A few scattered thoughts now that baseball is back:

  • What a tour de force by Bo Porter. In his debut as an MLB manager, he did two good things that maybe three or four other managers anywhere in baseball would do.

    First, he brought in Erik Bedard to get a critical lefty out in the top of the sixth, but then let Bedard take it the rest of the way. Now, the game was blown open while Bedard was in the dugout having gotten just one out, and we don’t know whether Porter would have stuck with him had the margin remained thin. Still, it’s refreshing to see a 10-out relief effort, even from a starter-in-waiting.

    Second, he pinch-hit for Brandon Barnes in the bottom of the sixth, recognizing a high-leverage situation. Rick Ankiel made the decision look even better than it was by hitting a three-run pinch-hit homer, but the process is what captivated me, not the outcome.

  • I very much doubt the Astros are planning a long-term pitching overhaul, something radically different from the current model of arm usage. I will say, though, that if that were their intent, it’s not like we would have heard about it. You would want to ambush your competition with any major zag from the industry’s zig.

    It’s possible they will continue to use relievers for very long outings, maybe even piggy-back them with certain starters, as they are doing in the high minor leagues. We wouldn’t know until it had already happened.

  • The news of an imminent Elvis Andrus extension has me scratching my head. If the next piece of news is that Jurickson Profar has been dealt, or that Ian Kinsler has been, okay, great. Otherwise, though, it confuses me. Both Profar and Andrus are tremendous defensive shortstops, top-10 defenders at the most important position on the diamond. Yes, each has a good enough stick to have value at second base, too, or perhaps even in center field, but obviously, their positional/defensive contribution is diluted in either case.
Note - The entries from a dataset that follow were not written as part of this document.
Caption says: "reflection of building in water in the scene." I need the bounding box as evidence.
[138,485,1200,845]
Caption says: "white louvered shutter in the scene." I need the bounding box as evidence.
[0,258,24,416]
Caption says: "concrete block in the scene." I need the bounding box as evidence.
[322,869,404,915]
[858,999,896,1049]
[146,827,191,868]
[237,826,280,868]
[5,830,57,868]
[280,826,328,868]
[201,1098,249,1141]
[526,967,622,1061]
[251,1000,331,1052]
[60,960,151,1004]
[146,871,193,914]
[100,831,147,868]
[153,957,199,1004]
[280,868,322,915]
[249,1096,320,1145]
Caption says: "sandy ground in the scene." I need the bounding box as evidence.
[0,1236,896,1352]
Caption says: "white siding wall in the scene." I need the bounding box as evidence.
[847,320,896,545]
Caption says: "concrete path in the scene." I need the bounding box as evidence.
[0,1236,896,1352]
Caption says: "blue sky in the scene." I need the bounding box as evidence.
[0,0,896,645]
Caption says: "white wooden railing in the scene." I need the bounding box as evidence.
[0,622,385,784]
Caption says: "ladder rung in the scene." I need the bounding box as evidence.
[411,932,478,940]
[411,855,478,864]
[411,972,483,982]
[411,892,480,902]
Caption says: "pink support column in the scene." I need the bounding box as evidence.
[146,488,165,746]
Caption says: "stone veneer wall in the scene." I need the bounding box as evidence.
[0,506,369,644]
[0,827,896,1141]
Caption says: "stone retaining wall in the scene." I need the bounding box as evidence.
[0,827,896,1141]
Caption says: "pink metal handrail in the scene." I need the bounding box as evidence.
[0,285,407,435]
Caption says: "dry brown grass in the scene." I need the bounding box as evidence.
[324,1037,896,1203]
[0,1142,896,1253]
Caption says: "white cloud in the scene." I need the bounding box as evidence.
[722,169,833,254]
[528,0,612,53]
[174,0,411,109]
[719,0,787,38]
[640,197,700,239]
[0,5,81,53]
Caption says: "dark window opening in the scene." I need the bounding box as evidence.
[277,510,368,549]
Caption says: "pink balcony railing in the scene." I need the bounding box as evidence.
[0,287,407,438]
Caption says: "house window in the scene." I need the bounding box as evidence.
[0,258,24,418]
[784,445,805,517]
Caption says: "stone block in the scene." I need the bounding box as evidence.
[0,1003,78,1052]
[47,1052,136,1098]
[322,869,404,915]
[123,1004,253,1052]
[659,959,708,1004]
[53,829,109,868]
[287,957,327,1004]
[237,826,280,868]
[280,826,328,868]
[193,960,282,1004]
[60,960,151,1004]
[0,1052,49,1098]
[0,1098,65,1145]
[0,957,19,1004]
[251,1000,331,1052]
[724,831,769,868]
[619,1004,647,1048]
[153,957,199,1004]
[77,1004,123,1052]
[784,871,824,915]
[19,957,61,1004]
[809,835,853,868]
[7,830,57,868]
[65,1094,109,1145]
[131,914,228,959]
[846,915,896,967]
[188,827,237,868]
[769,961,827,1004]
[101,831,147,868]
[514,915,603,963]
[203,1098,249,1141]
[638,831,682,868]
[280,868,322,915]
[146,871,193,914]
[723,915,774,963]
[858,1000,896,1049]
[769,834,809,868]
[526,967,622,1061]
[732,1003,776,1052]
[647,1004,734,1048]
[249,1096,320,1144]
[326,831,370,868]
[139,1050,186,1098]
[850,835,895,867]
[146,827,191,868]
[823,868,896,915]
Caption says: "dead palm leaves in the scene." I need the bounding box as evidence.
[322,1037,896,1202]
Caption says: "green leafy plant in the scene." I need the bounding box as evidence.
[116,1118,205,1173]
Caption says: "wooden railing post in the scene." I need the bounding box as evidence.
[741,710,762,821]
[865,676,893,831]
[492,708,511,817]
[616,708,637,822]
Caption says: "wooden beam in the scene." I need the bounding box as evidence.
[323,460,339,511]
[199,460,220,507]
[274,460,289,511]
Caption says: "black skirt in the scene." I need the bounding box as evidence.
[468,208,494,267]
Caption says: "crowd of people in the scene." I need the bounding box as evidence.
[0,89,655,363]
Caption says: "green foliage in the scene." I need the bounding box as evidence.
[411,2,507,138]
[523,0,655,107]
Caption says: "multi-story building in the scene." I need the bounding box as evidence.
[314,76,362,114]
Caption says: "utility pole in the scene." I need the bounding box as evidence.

    I would have expected Texas to choose Profar, since Kinsler is signed long-term already and Andrus could fetch a nice return, plus they would have more financial flexibility. Instead, it looks like they either prefer Andrus, or want to keep both. The former position is fine; the latter seems an untenable strategy.

  • Some position battle winners who surprised me:

    Patrick Corbin of the Diamondbacks won the fifth starter job. I would have taken Randall Delgado myself. Part of that is my default preference for right-handed starters, but Delgado also seems to have the higher upside, from what I know and have seen. Corbin joins Wade Miley as a second lefty in the Arizona rotation.

    Jackie Bradley, Jr. and Jose Fernandez got Opening-Day roster spots, which underscores what I see becoming the trend all over baseball very, very soon: Teams are going to stop caring at all when players would theoretically become free agents, or even whether they achieve Super Two arbitration status. It just doesn’t make any sense to hold back players who can help the team in the name of theoretically saving a year of team control. If a guy is really good, if he blossoms in a really important way, you’re going to sign him to an extension, anyway. It’s no longer worth gaming the system and pissing off player agents just to kick that can down the road. The extensions that are killing free agency should also be killing the hand-wringing over this issue.

    Luis Mendoza got the fifth starter’s gig in Kansas City, beating out Luke Hochevar and Bruce Chen. I never would have thought he could blow past both of them. There’s a really good chance I’m the only person who feels this way, but I think Mendoza has some real and measurable upside, so to me, that’s a fairly big win for the Royals. I think he’s two wins better than either competitor. Maybe more.

I will consume my first live baseball of 2013 when I tune the radio in and listen to the first few innings of the Twins and Tigers today. It’s frigid here in Minnesota. Still excited.